Healthy eating is not about strict diets, staying unrealistically thin or depriving yourself of the foods you love to eat. Rather, it’s about feeling great, having more energy, stabilizing your mood and keeping yourself as healthy as possible with good choices, which can be achieved by learning some nutrition facts and using them in a way that works for you. You can expand your range of healthy food choices and learn how to plan ahead to create and maintain a tasty, healthy non-diet diet.
Start slow and simplify: Instead of overly concerning yourself with counting calories, focus on finding foods you love and easy recipes that incorporate a few fresh ingredients. Also, trying to make your diet healthy overnight isn’t realistic – add a salad to your diet once a day or switch from butter to olive oil when cooking. Small changes become habits, making it easier to add more healthy choices to your lifestyle.
Moderation is key: People often think of healthy eating as an all or nothing but the key is moderation. For example, eating bacon for breakfast once a week could be considered moderation if you follow it with a healthy lunch and dinner, but not if you follow it with a box of donuts and a pizza. Think about serving sizes in realistic terms and start small. If you don’t feel satisfied at the end of the meal, try adding more green vegetables or rounding off with fresh fruit as dessert.
Don’t remove the goodies: When you ban certain foods, it is natural to want those foods more, and then feel like a failure when you begin to “pig out.” If you are drawn towards chocolate, salty foods, or burgers, start by reducing portions and not eating them often. Sooner or later, you may find yourself craving them less.

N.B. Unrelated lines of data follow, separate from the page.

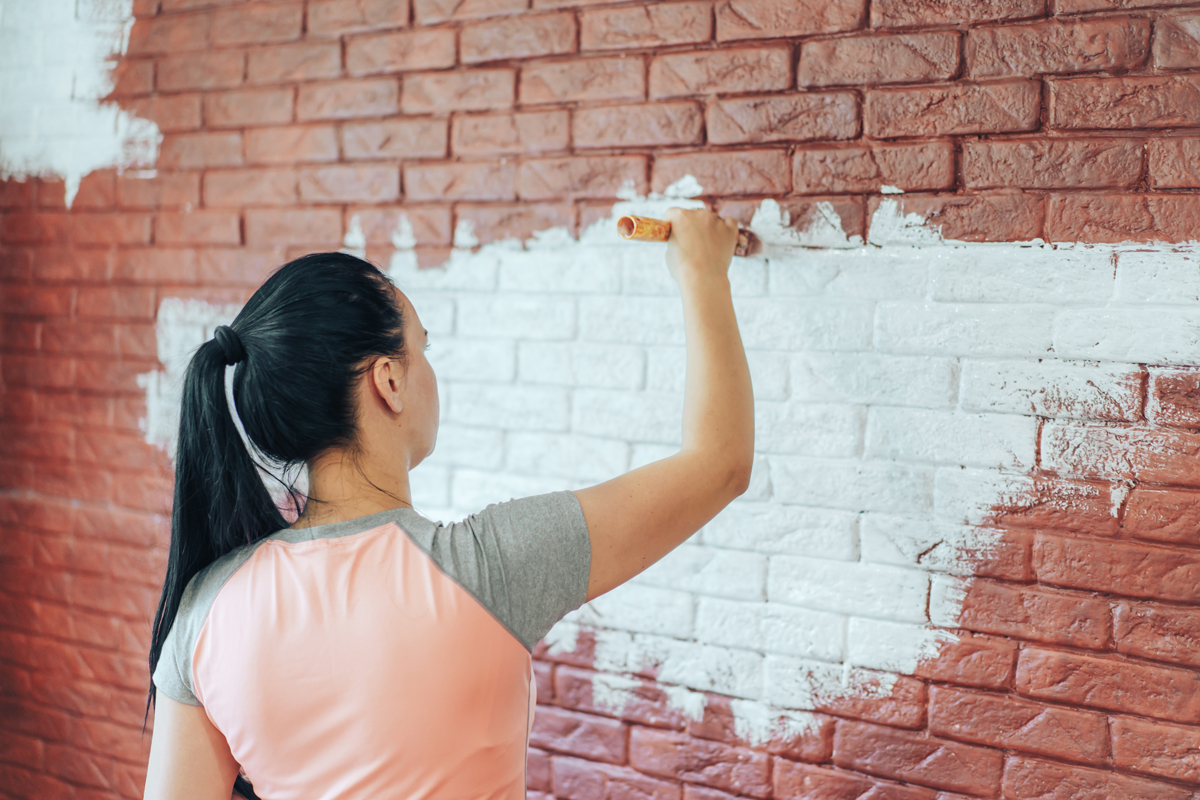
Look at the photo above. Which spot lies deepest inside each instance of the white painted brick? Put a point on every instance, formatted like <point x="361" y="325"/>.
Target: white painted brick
<point x="780" y="324"/>
<point x="711" y="571"/>
<point x="849" y="588"/>
<point x="631" y="320"/>
<point x="1053" y="388"/>
<point x="772" y="627"/>
<point x="809" y="429"/>
<point x="851" y="485"/>
<point x="461" y="359"/>
<point x="1161" y="336"/>
<point x="515" y="408"/>
<point x="635" y="416"/>
<point x="777" y="528"/>
<point x="1037" y="274"/>
<point x="913" y="434"/>
<point x="969" y="329"/>
<point x="526" y="317"/>
<point x="874" y="378"/>
<point x="570" y="456"/>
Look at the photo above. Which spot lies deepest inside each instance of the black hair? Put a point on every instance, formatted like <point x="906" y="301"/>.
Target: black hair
<point x="299" y="344"/>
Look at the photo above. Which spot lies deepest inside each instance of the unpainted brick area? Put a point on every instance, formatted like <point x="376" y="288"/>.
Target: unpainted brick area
<point x="1075" y="672"/>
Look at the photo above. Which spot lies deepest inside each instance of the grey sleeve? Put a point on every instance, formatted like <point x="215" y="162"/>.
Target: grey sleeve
<point x="527" y="560"/>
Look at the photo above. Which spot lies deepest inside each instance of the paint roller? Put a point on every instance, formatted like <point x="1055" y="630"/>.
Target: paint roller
<point x="651" y="229"/>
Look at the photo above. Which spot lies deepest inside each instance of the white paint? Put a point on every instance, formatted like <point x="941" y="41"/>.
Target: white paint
<point x="55" y="64"/>
<point x="899" y="389"/>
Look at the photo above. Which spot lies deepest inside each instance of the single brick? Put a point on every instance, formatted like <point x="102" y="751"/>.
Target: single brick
<point x="517" y="37"/>
<point x="400" y="52"/>
<point x="396" y="138"/>
<point x="917" y="758"/>
<point x="461" y="181"/>
<point x="1056" y="46"/>
<point x="1026" y="777"/>
<point x="779" y="18"/>
<point x="633" y="126"/>
<point x="286" y="145"/>
<point x="784" y="118"/>
<point x="1012" y="723"/>
<point x="909" y="13"/>
<point x="247" y="107"/>
<point x="347" y="98"/>
<point x="469" y="90"/>
<point x="604" y="176"/>
<point x="945" y="110"/>
<point x="1120" y="103"/>
<point x="607" y="78"/>
<point x="652" y="25"/>
<point x="1113" y="684"/>
<point x="1051" y="163"/>
<point x="898" y="58"/>
<point x="706" y="72"/>
<point x="683" y="758"/>
<point x="526" y="132"/>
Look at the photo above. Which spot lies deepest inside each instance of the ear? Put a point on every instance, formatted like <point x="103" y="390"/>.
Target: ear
<point x="387" y="380"/>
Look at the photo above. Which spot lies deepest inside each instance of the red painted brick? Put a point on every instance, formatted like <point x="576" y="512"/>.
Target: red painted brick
<point x="257" y="23"/>
<point x="1026" y="777"/>
<point x="337" y="17"/>
<point x="603" y="176"/>
<point x="238" y="187"/>
<point x="365" y="184"/>
<point x="1157" y="747"/>
<point x="910" y="167"/>
<point x="249" y="107"/>
<point x="905" y="13"/>
<point x="597" y="739"/>
<point x="1117" y="103"/>
<point x="652" y="25"/>
<point x="607" y="78"/>
<point x="465" y="90"/>
<point x="347" y="98"/>
<point x="286" y="145"/>
<point x="495" y="222"/>
<point x="778" y="18"/>
<point x="580" y="780"/>
<point x="1056" y="46"/>
<point x="743" y="172"/>
<point x="784" y="118"/>
<point x="294" y="62"/>
<point x="1113" y="684"/>
<point x="631" y="126"/>
<point x="898" y="58"/>
<point x="917" y="758"/>
<point x="681" y="757"/>
<point x="1011" y="723"/>
<point x="399" y="138"/>
<point x="517" y="37"/>
<point x="706" y="72"/>
<point x="288" y="226"/>
<point x="527" y="132"/>
<point x="1177" y="41"/>
<point x="960" y="108"/>
<point x="199" y="150"/>
<point x="1122" y="217"/>
<point x="461" y="181"/>
<point x="400" y="52"/>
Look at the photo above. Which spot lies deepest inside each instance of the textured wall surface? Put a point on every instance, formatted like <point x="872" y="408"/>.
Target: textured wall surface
<point x="969" y="560"/>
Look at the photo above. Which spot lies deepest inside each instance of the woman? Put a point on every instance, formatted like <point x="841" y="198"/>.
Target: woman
<point x="365" y="651"/>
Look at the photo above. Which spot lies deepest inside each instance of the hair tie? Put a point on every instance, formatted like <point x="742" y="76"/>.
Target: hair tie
<point x="231" y="344"/>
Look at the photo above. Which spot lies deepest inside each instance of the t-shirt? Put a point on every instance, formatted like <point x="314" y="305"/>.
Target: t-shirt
<point x="381" y="657"/>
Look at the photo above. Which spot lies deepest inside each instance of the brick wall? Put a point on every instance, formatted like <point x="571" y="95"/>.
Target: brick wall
<point x="967" y="563"/>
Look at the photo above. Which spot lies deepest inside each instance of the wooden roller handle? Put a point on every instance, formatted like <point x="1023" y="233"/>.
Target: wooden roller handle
<point x="651" y="229"/>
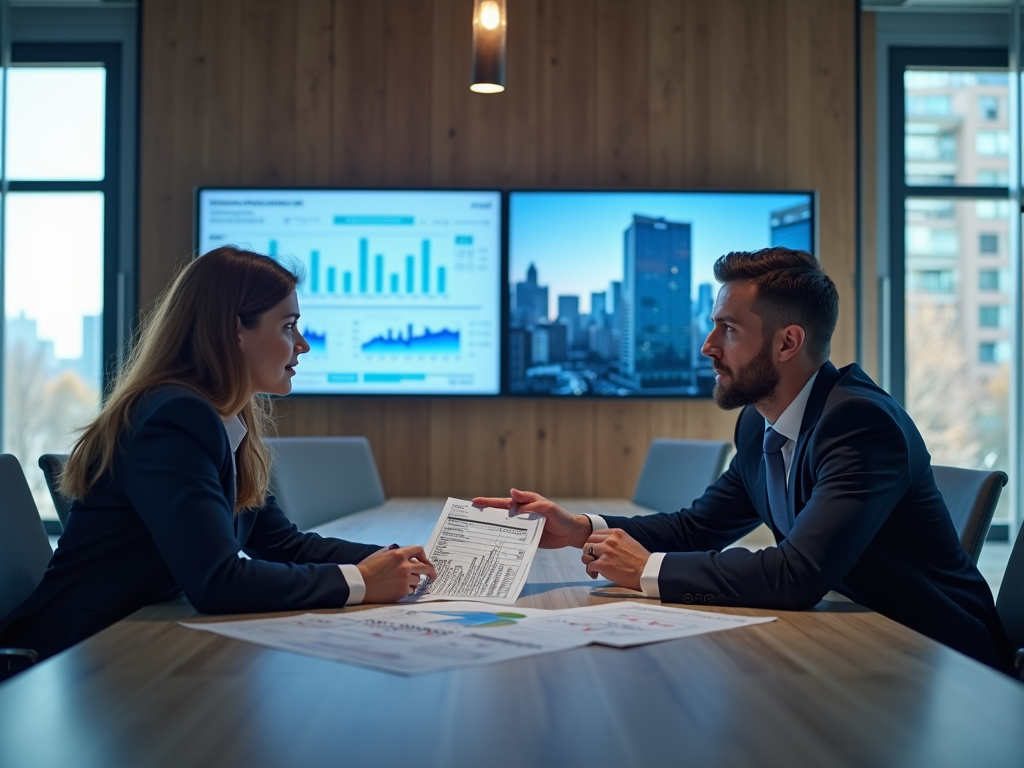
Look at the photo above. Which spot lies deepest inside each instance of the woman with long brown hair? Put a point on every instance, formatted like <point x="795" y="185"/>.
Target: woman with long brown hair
<point x="170" y="480"/>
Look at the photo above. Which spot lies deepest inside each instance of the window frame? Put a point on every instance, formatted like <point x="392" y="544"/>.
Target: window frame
<point x="901" y="58"/>
<point x="110" y="56"/>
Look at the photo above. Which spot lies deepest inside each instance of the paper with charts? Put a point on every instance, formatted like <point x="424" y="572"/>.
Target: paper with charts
<point x="418" y="639"/>
<point x="480" y="554"/>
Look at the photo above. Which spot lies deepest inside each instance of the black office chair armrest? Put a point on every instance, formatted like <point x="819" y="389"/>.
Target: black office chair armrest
<point x="13" y="660"/>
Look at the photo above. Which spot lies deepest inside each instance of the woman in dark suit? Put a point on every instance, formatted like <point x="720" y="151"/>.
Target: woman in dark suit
<point x="170" y="480"/>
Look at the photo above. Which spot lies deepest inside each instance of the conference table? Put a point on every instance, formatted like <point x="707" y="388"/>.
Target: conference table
<point x="838" y="685"/>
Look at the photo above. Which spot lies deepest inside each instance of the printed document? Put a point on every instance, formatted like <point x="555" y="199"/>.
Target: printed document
<point x="480" y="553"/>
<point x="404" y="639"/>
<point x="418" y="639"/>
<point x="623" y="625"/>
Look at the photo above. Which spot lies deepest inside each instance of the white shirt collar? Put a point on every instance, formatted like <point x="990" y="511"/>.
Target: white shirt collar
<point x="788" y="423"/>
<point x="236" y="431"/>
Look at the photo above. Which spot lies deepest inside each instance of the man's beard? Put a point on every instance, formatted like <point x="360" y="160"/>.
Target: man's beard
<point x="752" y="383"/>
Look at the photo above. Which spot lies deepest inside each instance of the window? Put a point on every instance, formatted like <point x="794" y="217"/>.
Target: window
<point x="990" y="316"/>
<point x="933" y="281"/>
<point x="61" y="156"/>
<point x="988" y="280"/>
<point x="992" y="209"/>
<point x="988" y="108"/>
<point x="993" y="176"/>
<point x="949" y="216"/>
<point x="988" y="243"/>
<point x="926" y="241"/>
<point x="992" y="143"/>
<point x="993" y="351"/>
<point x="929" y="104"/>
<point x="934" y="146"/>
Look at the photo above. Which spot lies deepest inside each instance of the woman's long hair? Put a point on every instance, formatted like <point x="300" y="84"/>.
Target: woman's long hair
<point x="190" y="338"/>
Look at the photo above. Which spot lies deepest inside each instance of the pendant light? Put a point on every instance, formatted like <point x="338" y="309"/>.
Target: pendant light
<point x="488" y="46"/>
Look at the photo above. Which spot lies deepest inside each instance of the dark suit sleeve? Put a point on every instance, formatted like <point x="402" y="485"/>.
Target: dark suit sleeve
<point x="275" y="538"/>
<point x="715" y="520"/>
<point x="723" y="514"/>
<point x="172" y="471"/>
<point x="859" y="462"/>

Listen to your body: Ask yourself if you’re actually hungry, then have a glass of water to see if you’re thirsty instead of hungry. During a meal, eat slow, not only does that help digest the food better but it really takes a few minutes for your brain to tell your body it’s full.
Eat breakfast and smaller meals during day: A healthy breakfast gives you a great metabolism and eating small, healthy meals throughout the day keeps your energy up and your great metabolism going.
Pills are not the same thing: Health benefits of fruits and vegetables come from numerous vitamins, minerals, and chemicals that work together synergistically. They can’t be broken down into the sum of their parts or put into pill form.
Limit: sugar, salt, saturated fats, transfat, and refined foods.
Know your surroundings: Eating with other people allows you to model healthy eating habits. Try to eat with your family or coworkers during meals. Eating in front of the TV or the computer often leads to mindless eating.
Say goodnight: Try to eat dinner earlier in the day and don’t eat until breakfast the next morning. Eating only when you’re active helps to regulate weight. After dinner snacks are usually bad choices anyways so it best to avoid that but if you must, have a tea. Tea will also soothe you to fall asleep faster.
Water: Water helps flush out waste and toxins. Little do people know that a lack of water causes exhaustion, low energy, and headaches. It’s also common to mistake thirst for hunger. If you drink lots of water, you will notice a change in your body, skin, and better food choices.
Exercise: Find something active that you like to do and add it to your day. Exercise will motivate you to make better food choices without you being aware. Don’t pick exercises that make you not want to do them but pick fun classes like Zumba or Vixen Workouts, or bring a friend along to motivate you.
Every change you make to improve your diet matters. You don’t have to be perfect and you don’t have to go on a crazy diet to be healthy. The long-term goal is to feel good, have more energy, and be where you want to be with a non-diet diet.